BuildFax offers a unique service for the housing industry by providing a centralized database of building and permit information. Housing professionals can access construction history, contractor records, and inspection information for millions of properties. As an aggregator of building and permit information, the BuildFax U.S. Property History Database collects and stores building and permit information from municipalities and counties across the country. Customers can then obtain detailed information about a property or structure via the BuildFax Structure PROFILE, which is generated from the company’s website.

BuildFax customers range from individual buyers or home inspectors to some of the largest insurance companies in the world. Regardless of size or associated industry sector—insurance, construction, environmental consulting, appraisers, real estate analysts, and banking—customers know that they can rely on the detailed BuildFax Structure PROFILE to gain insight into a property’s history or life story. For example, the life story helps lenders validate property values before backing loans, thereby preserving capital and preventing financial loss. Or, home inspectors might use the BuildFax Profile to learn about repairs or construction completed on a property. Having this information in advance enables inspectors to perform more thorough inspections in less time.

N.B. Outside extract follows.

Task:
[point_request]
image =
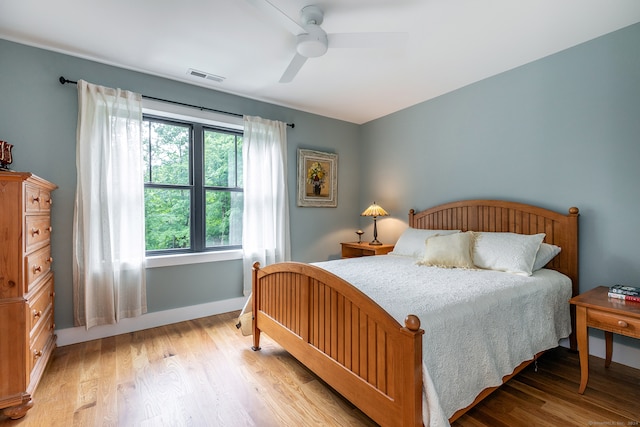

BuildFax switched to Amazon Web Services (AWS) when the previous infrastructure could no longer handle demand. The AWS solution is a collection of products and services that delivers fast, reliable, and secure information to customers. Amazon Elastic Compute Cloud (Amazon EC2), Amazon Elastic Block Store (Amazon EBS), Elastic Load Balancing, and Amazon Simple Storage Service (Amazon S3) deliver all content to customers, using a series of Web application servers, Solr full-text index servers, and MySQL servers through RightScale. While this particular AWS configuration may not be unique, BuildFax processes incoming building permit data in a somewhat unusual way.

Joe Masters Emison, VP of Research and Development, explains: “Every dataset has to be mapped by a human from the original database layout to the standard layout database; then the mapping and the original data are sent as input to a series of scripts that deliver the data in the standard layout database layout as output. We launch an Amazon EC2 instance for each mapping that we need to process. Most mappings complete running within 2-3 hours, and we have run as many as 100 at once, which would have been a nightmare to schedule without the ability to launch an unlimited number of virtual machines.”

BuildFax delivers all of its data by address, so it is imperative to run address correction. To complicate matters, address information is sometimes quite sparse, perhaps including only a street number, street name, and county—but no city, state, or zip. Therefore, the company has to cycle through possible values (all zip codes in a county, all cities in a county, etc.) and mark possible matches. This process requires running 750 million different address combinations, which would be virtually impossible without  Amazon Elastic MapReduce (Amazon EMR). With up to 80 instances per dataset, the company keeps runtimes under 3 hours, thanks to Amazon EMR.

For running mappings and launching Amazon EMR, it's quite easy to have a single set of MySQL servers set up with replication through RightScale, using SSL and MySQL 5.1 and striping over Amazon EBS. However, because the data input comes in many different forms—data files, text, database dumps (and rarely from MySQL), and PDF files—BuildFax needs the ability to process each dataset in an isolated environment. The strategy is similar to the way mappings are processed, in that each "loading" of data files into MySQL gets its own Amazon EC2 instance. The company is able to automatically load about 50% of the data by identifying file types, but the other 50% requires manual loading—all of which happens on separate instances. In order to accomplish this effectively, BuildFax uses Amazon S3 to store all incoming data files.

Emison explains that “no one has been able to aggregate building permit data to date because it is in thousands of different file formats stored in thousands of different locations. We have solved the problem of how to generalize and scale the collection and processing of this information, and so we can provide building permit data, which previously has been locked inside building departments, to the world.” While BuildFax has effectively solved this mystery, AWS delivers it to the world, ensuring that mortgage underwriters, insurers, home inspectors, and appraisers get a much better understanding of what changes have been made to structures over time.